En outre, le premier des huit chapitres que compte le livre, après
l’exposé détaillé des enjeux et des stratégies narratives de Baroja mis en
œuvre dans sa manière d’écrire, présente, dans les deux derniers
développements, une évaluation méthodique des apports des nombreuses
biographies publiées avant celle proposée aux lecteurs d’aujourd’hui et,
surtout, des faiblesses en mesure d’être dépassées, comme c’est à
supposer en tout cas par la nouvelle approche ici offerte. Et cette
nouvelle approche s’inscrit pleinement dans le dernier objectif déclaré de
la collection. J. C. Mainer, en effet, comme il lui a été demandé, clarifie,
dans les sept chapitres relatifs à la vie personnelle et professionnelle de
l’auteur, la conjoncture politique et culturelle de chaque étape
marquante de son existence et de celle de son entourage. S’appuyant sur
des lettres, des témoignages d’époque, des comparaisons avec d’autres
écrivains connus, souvent les mêmes (Galdós, Valle Inclán, Azorín,
Unamuno, Maeztu) confrontés aux mêmes circonstances, Mainer traque
systématiquement alors les répercussions singulières qu’elle a eues sur
Baroja, celui qui en a été témoin ou protagoniste au premier chef, dans la
retranscription esthétique qu’il opère au cœur de ses romans, en
particulier, de tel événement ou péripétie familiale, de tel voyage, de tel
séjour, de telle rencontre. Les exemples abondent tant la mine des
informations recueillies est foisonnante. La moindre allusion présente au
détour d’une phrase est inventoriée, puis commentée, ramenée au
contexte où elle a été formulée, raccrochée à l’événement qui lui a, sans
doute, donné naissance. C’est en cela, à mon sens, que Mainer dépasse
les biographies qui l’ont précédé, en tirant profit du matériel inédit dont
n’ont pu disposer ces prédécesseurs, en reliant le texte et son contexte
et, a fortiori, les interactions qu’ils entretiennent. L’autre apport, on peut
le trouver, dans le premier chapitre et l’épilogue. Dans l’un, Mainer
fédère l’arsenal des stratégies narratives de Baroja, répertoriées et
communément admises, autour de la figure du témoin sincère, perplexe
et sceptique du monde qu’il met en scène, qui cherche à établir avec son
destinataire idéal, parfois narrataire, assimilé aux « chapelaundis », un
dialogue intérieur en quête de vérité.
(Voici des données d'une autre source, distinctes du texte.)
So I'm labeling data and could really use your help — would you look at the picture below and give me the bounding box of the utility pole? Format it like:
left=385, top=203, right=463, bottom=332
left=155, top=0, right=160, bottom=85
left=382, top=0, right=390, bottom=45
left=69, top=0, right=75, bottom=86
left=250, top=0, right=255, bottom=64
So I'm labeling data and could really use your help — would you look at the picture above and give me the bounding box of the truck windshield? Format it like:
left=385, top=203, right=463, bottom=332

Dans l’autre, Mainer explique
pourquoi Baroja, dont l’œuvre littéraire doit être appréciée à sa juste
valeur, en dépit de l’idéologie politiquement incorrecte qui parfois y
affleure, est le plus grand des écrivains de second rang sans aucune
reconnaissance internationale. Les raisons invoquées sont alors, dans le
premier cas, le choix délibéré du romancier d’écrire pour divertir ses
lecteurs et, dans le second, le mode de circulation de ses écrits et la
forme de relation qu’il entretient avec son public. Pour le troisième,
Mainer réduit son antisémitisme à une manie sans conséquence
dramatique et attribue son rejet de la démocratie à ses convictions
politiques de libéral radical qui juge incapable une démocratie de régler
des problèmes graves par un simple vote.
Au terme de son parcours, Mainer explique que le concept d’excellence
qui pourrait être attribué à Baroja dépend de l’opinion qu’ont portée sur
lui les grands noms de la littérature espagnole. Opinion, selon lui, qui a
évolué au fil du temps. Mitigée au début, elle devient consensuelle
aujourd’hui, car les critiques proférées à l’encontre de Baroja ne sont pas
si graves, comme il l’a démontré en retournant les arguments.